Sacca’s comments were met with swift backlash. Dave Portnoy, the Barstool Sports founder who became the face of a new generation of day traders earlier this year, told Fox Business that he doesn’t know who Sacca is, but the investor “sounds like a sore loser and an idiot.”
The Lowercase chief – an early investor in Twitter, Uber, and Instagram – responded to the criticism with a sarcastic tweet ridiculing Robinhood users, one of the most popular trading apps.
“To the angry Robinhood bros who got into trading stocks this year: I was wrong. You’re amazing. This has nothing to do with the market. It’s all you and your mad skillz. Don’t take profits off the table. Double down, on margin. Borrow everything you can. Stonks never go down!”

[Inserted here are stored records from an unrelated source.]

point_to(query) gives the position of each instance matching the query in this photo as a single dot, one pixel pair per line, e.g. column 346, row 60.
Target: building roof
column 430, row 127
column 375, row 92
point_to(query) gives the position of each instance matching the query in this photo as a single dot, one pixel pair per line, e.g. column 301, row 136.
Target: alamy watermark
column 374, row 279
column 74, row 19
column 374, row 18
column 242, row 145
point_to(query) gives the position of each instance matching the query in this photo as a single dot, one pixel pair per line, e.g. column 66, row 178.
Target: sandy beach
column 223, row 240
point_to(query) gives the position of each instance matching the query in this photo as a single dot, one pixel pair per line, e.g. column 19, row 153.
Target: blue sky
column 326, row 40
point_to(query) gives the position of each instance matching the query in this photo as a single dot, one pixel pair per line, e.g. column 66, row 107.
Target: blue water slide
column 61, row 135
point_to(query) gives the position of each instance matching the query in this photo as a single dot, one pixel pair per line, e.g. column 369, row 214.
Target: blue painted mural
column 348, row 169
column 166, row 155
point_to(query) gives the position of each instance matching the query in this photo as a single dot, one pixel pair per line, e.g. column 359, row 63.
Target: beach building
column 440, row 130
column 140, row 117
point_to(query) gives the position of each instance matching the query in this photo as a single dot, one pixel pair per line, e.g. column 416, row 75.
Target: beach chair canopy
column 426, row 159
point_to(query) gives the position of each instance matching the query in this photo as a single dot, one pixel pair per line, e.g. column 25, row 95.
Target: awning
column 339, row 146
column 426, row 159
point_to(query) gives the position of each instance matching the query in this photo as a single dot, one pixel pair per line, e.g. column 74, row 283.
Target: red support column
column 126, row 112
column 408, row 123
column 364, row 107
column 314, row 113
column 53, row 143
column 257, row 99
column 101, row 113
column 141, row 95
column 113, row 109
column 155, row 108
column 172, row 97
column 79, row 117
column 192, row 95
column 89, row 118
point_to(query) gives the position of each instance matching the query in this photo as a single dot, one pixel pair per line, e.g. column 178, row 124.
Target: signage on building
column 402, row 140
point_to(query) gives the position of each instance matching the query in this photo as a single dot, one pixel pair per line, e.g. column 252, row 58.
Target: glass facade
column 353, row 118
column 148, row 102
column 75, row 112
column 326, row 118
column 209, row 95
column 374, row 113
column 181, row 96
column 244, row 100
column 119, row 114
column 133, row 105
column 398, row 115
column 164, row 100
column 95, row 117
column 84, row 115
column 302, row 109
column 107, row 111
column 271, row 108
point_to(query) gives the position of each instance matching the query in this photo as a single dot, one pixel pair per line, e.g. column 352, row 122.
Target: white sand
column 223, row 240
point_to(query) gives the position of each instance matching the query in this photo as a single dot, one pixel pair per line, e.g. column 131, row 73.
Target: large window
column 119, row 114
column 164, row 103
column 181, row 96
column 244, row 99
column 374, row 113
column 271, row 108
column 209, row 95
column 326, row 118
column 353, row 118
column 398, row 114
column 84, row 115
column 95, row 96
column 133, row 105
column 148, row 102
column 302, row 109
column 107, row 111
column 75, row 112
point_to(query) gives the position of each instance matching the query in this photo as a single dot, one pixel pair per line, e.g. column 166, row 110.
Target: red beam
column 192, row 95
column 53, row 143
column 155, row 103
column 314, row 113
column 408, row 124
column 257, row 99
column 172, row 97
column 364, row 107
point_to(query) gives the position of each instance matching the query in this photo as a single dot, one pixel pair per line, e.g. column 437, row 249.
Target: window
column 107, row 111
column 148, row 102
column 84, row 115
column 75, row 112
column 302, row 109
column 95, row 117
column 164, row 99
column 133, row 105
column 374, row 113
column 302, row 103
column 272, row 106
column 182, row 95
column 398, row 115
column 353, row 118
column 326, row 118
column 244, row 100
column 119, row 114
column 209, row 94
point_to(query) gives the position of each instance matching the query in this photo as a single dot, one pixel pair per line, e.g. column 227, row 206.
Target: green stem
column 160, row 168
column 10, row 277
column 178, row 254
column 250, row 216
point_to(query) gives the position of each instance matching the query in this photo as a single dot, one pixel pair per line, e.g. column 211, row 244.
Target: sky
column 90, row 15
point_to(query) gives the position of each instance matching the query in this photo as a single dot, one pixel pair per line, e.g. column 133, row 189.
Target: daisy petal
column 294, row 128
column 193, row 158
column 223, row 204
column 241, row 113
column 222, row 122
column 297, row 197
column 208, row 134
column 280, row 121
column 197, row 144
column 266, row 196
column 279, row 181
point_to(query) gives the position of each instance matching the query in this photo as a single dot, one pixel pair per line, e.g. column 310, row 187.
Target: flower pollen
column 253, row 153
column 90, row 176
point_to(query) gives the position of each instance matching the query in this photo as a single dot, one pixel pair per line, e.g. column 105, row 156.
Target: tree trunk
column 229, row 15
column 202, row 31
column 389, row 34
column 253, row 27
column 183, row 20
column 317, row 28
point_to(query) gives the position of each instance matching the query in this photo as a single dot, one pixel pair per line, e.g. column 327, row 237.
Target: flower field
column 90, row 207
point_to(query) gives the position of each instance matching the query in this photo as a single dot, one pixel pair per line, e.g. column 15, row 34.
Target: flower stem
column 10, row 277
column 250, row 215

In internet slang, stonks is a deliberate misspelling of stocks.
Sacca – who made his fortune in the early 2000s then lost a huge chunk of it when the dot-com bubble burst – has repeatedly cautioned amateurs about trading risks, particularly with borrowed money.
“What percent of retail ownership of crypto is supported by leverage? What about stocks? I am beyond worried about the debt lessons that a generation of app traders weren’t around to learn a cycle ago,” Sacca replied to a December 26 tweet by Bitcoin bull Mike Novogratz underscoring the risks of excessive leverage.
“Don’t borrow to trade stocks/BTC,” Sacca tweeted a few hours later.
Sacca has issued similar warnings in the past.
“I’m here to tell you that trading millions of dollars you don’t have is a thrilling way to ruin your health and financial future. Fun!” he tweeted in November 2019.
“Investing is a great way to make money. Trading is a great way to lose it. Do yourself a favor and hide your “Stocks” app forever,” Sacca tweeted in 2013.
Sacca and his wife and business partner, Crystal, shifted their focus from day-to-day investing to tackling issues such as climate change, voter suppression, and criminal justice reform in early 2017.